Difficile d’imaginer notre vie à bord ? Pas facile effectivement pour un terrien, tant les rythmes et les préoccupations sont différents. Alors histoire d’en savoir plus, voici maintenant un petit dossier sur la vie à bord. Et quoi de mieux pour commencer que le plus important de tout ? J’ai nommé au choix l’alimentation, la restauration, la gastronomie, la cuisine. La bouffe quoi ! Bien qu’il participe lui aussi aux joies du voyage, on laissera provisoirement de côté l’aspect avitaillement, c’est-à-dire de faire les courses et de stocker à bord tous les ingrédients qu’il faut pour tenir de longues semaines en autonomie, pour en parler une autre fois.

En croisière estivale, l’alimentation peut se résumer à des tartines de Pâté Hénaff à midi et à une crêperie le soir, mais pas question de bâcler l’alimentation à bord lorsque c’est notre vie de tous les jours. Pendant une traversée d’une semaine ou deux, il est impératif de continuer à se nourrir correctement sous peine de finir par faire n’importe quoi. A l’escale, nous nous rassasions évidemment de quelques spécialités locales, mais avec parcimonie. Car les soirées au restaurant auraient vite raison de la caisse du bord… Alors on fait la cuisine, beaucoup plus encore qu’à terre, et c’est avec une motivation toute particulière et assidue qu’on se demande « Qu’est-ce-qu’on mange aujourd’hui ? »

Le réchaud-four à bord de Fleur de Sel, avec la cocotte-minute et la bouilloire. Voici le cœur névralgique du coin cuisine !

Le réchaud-four à bord de Fleur de Sel, avec la cocotte-minute et la bouilloire. Voici le cœur névralgique du coin cuisine !

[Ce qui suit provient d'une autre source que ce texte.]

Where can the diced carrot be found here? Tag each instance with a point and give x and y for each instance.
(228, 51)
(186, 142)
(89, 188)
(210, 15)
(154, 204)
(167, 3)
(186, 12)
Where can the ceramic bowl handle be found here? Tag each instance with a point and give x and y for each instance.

Pour commencer, plantons le décor. Le coin cuisine est situé à bord de Fleur de Sel sur tribord, à l’arrière du carré et en avant de la chambre. Il fait grossièrement 2m50 de long sur 1m50 de large, avec le réfrigérateur et plan de travail à gauche, le réchaud-four en face et l’évier à droite pour vous qui endossez provisoirement le tablier du cuistot. Petite note à propos du réchaud-four : il fonctionne au gaz, et est monté sur cardan, c’est-à-dire qu’il peut pivoter pour rester horizontal lorsque le bateau gite ou roule, et enfin il est muni de serre-casseroles pour éviter que celle-ci ne viennent vous déverser leur contenu bouillant sur les jambes au choc dans une vague. Donc, pour en revenir à votre mission du jour, vous ne disposez évidemment que d’une batterie limitée d’ustensiles, ceux que l’on utilise le plus souvent, et qui ne prennent pas trop de place. Pas de robot ménager, cela va de soi, encore que nous ayons à bord un petit batteur électrique. Evidemment, celui qui la nettoiera (à la main, bien-sûr), vous remerciera de ne pas trop salir de vaisselle. Et puis pour votre premier jour, on va être gentils, on ne vous imposera pas de cuisiner à la gite, alors que le bateau tape dans chaque vague.

Naturellement, dans ces conditions, vous auriez choisi quelque chose de rapide à cuisiner, et de pas trop lourd pour les estomacs déjà bien sollicités par la houle. Le simple bouillon aux nouillettes ou les pommes de terre à la vapeur nous sont particulièrement recommandés par Heidi dans ces cas-là. Si au contraire le vent du large vous creuse l’appétit, un plat rapide à préparer sera idéal. L’éternel plat de spaghetti au beurre, le couscous végétarien, ou les röstis en sachet sous vide accompagnés d’un œuf vous caleront bien. Au mouillage en revanche, on pourra se permettre plus de fantaisies gastronomiques, parfois même les plus incongrues à bord d’un bateau, la brandade de morue, l’empanada galicienne, ou les tacos mexicains, par exemple. On en profite d’ailleurs pour cuisiner à l’avance quelques plats avant de se lancer dans une traversée de plusieurs jours, afin de pouvoir se sustenter sans devoir passer des heures aux fourneaux.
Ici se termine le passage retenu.